With the light on Matoi's scar growing, the Elite Three had trouble sleeping in one room that night.
"…Matoi." Mia winced an eye open in bed. "There has to be some better way to hide that. I-I can barely fall asleep with that in the same room."
"Imagine how I feel." winced Matoi, shoving her glowing scar under her blanket, green light still emanating through the covers.
"…let me ask Yuruko for something." muttered Mia, setting off to Serena & Yuruko's room. She came back after a minute with a Vantablack set of gloves, and Matoi nodded as she put them on.
Mia glanced at Samuel on the floor and frowned to find him still sleeping. "How does he do it?"
Matoi laughed as she sat up. "He was going to join the military before Urasaria - he already learned how to fall asleep quickly."
"He's mentioned that before, but…" Mia's head shook. She never had any admiration for the military like she had Urasaria students. "I still can't believe that he would want to join."
"There's a lot of lesbians that would say the same about Urasaria."
"You know there's a difference."
Matoi smirked. "I do. But, as for Samuel, I doubt he was ever very serious about it regardless. You know what his politics are like now. Part of it was that he felt he needed a strict mentor to guide him, and fortunately, he was assigned to me."

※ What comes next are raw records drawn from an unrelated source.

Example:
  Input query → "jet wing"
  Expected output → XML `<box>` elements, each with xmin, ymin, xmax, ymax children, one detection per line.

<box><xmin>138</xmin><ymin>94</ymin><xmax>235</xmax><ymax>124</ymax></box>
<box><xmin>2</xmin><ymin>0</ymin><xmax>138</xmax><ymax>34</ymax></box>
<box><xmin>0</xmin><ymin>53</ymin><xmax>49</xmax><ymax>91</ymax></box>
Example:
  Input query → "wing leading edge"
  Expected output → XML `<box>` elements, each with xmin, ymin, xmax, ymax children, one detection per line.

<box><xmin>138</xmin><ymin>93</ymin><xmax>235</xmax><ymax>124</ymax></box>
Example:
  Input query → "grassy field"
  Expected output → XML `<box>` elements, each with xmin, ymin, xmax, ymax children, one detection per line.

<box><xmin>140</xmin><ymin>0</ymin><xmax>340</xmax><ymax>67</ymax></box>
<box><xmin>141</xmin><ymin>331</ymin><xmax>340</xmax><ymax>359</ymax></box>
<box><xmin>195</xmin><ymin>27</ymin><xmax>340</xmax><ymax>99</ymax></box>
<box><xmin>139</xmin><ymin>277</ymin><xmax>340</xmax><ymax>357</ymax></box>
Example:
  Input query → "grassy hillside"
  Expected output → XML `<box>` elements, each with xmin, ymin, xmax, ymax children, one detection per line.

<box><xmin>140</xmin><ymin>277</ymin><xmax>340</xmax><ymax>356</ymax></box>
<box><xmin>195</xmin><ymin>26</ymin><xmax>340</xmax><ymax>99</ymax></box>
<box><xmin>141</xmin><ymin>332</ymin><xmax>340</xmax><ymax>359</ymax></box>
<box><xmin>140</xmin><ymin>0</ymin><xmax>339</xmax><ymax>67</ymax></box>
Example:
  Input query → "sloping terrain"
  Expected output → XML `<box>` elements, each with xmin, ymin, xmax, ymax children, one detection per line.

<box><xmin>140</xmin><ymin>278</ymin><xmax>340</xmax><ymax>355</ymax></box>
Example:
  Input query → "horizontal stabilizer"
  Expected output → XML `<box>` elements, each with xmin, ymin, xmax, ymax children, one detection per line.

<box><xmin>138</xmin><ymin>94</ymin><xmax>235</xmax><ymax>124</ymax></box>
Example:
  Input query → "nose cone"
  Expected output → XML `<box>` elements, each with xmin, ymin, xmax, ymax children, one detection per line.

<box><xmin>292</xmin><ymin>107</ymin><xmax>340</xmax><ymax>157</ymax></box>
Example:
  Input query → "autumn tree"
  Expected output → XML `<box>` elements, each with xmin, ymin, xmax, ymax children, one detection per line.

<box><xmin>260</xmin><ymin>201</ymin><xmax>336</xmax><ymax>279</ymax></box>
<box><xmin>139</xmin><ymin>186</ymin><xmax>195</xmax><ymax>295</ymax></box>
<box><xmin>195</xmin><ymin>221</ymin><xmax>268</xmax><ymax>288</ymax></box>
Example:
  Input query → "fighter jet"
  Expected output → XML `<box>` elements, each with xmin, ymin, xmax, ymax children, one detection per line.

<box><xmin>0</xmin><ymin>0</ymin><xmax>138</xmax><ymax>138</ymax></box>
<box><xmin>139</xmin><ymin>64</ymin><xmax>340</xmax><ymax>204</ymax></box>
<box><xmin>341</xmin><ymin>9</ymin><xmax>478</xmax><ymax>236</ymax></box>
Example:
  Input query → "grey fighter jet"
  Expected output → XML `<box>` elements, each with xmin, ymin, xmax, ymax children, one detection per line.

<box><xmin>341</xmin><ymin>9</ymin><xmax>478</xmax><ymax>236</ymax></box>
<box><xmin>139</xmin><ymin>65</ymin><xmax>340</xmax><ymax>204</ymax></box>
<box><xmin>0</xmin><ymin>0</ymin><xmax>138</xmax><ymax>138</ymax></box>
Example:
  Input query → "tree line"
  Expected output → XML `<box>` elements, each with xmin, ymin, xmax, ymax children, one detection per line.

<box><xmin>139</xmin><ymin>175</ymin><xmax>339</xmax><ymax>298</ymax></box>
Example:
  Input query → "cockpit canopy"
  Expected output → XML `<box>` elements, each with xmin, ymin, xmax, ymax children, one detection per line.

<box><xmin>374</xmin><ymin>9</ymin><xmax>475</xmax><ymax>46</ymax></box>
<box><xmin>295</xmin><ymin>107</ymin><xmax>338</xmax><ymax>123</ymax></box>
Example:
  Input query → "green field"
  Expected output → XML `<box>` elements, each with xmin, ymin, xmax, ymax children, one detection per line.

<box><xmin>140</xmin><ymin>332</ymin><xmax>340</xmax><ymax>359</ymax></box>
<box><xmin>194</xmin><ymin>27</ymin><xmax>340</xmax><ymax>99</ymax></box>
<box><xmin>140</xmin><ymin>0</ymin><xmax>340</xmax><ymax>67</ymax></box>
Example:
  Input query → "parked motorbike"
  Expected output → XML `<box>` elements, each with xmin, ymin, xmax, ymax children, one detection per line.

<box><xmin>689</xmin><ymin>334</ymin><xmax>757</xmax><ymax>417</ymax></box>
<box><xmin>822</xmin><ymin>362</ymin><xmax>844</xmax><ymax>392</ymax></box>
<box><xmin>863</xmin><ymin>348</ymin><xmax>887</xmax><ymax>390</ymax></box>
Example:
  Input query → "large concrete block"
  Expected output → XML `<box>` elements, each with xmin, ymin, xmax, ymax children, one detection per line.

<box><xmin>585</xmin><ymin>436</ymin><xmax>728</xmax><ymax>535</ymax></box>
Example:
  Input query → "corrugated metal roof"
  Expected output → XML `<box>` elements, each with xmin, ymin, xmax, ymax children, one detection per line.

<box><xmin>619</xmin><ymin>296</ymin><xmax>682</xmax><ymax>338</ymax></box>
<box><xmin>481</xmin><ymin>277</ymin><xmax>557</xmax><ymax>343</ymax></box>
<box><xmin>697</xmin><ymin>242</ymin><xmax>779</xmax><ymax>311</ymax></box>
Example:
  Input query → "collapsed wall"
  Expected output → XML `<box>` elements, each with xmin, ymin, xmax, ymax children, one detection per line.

"He's the opposite of how Serena was." mumbled Mia. "She thought I was too overly strict, too protective."
"Does she think you're too strict as a squadron leader?"
Mia shook her head. "No, but I don't give as many orders as you did. I know Samuel and Serena do better by themselves, and with Yuruko, well…" She frowned. "…I feel as if I still don't know her well enough, admittedly. She's studying to be a researcher. I give her as much time away from hunting as she asks me for, but... She doesn't really talk to anyone but Serena."
"I'm surprised you chose her."
A little defensively, Mia said: "Well, she wasn't my first choice, but -"
" - no, I was going to ask why you didn't think one otaku was enough." said Matoi and Mia nervously laughed. "I don't understand what an ostensible adult sees in anime and manga."
"Doesn't Rin read it?"
"That's different." muttered Matoi, though Mia saw her smile a little.
"Serena's always been a little immature. I just wish I knew what Yuruko thinks of me, or Samuel."
Matoi yawned, part of her green light shining underneath her glove on to Samuel's head. "…I never understand how he sleeps like that."
"On the floor?"
"Yes. I remember in our first year, whenever it was raining, he refused to use an umbrella because he told me he needed to be used to discomfort. I don't think he's ever found a situation he can't make more pointlessly difficult."
In the beginning Mia had laughed about his propensity for extremity, both in appetite & violence, but the two had found over the summer they likely had the most in common out of any pair in the Elite Four. Samuel had come from a Texas family whose money was cut off at the pockets - Mia's had moved near Urasaria for the low rent. One experience they shared, common to many latchkey children, was an overbearing elderly figure who knew when their parents were working, choosing then to affectionately pat their hair & try conversation with them. Mia often asked the first student she saw to walk her home, and Samuel had attended a school with hosts.
Though she knew enough to say the two weren't linked, one event she was never able to get out of him was what caused his Revenant to activate. She doubted she ever would - he was a man who you took as he wanted it or left him. He unraveled himself slowly and was enigmatic in a real way, not how some men used cliche mysteries to paper over their banal realities. Archetypically masculine in appearance & interests, he nonetheless almost solely interacted with women, and had told Mia that he believed that, while women drawn to work for Urasaria were usually fangirls, men were often the type that filled other authoritarian jobs like civilian police. This was another point of connection for the two - both considered themselves separate from that type of work.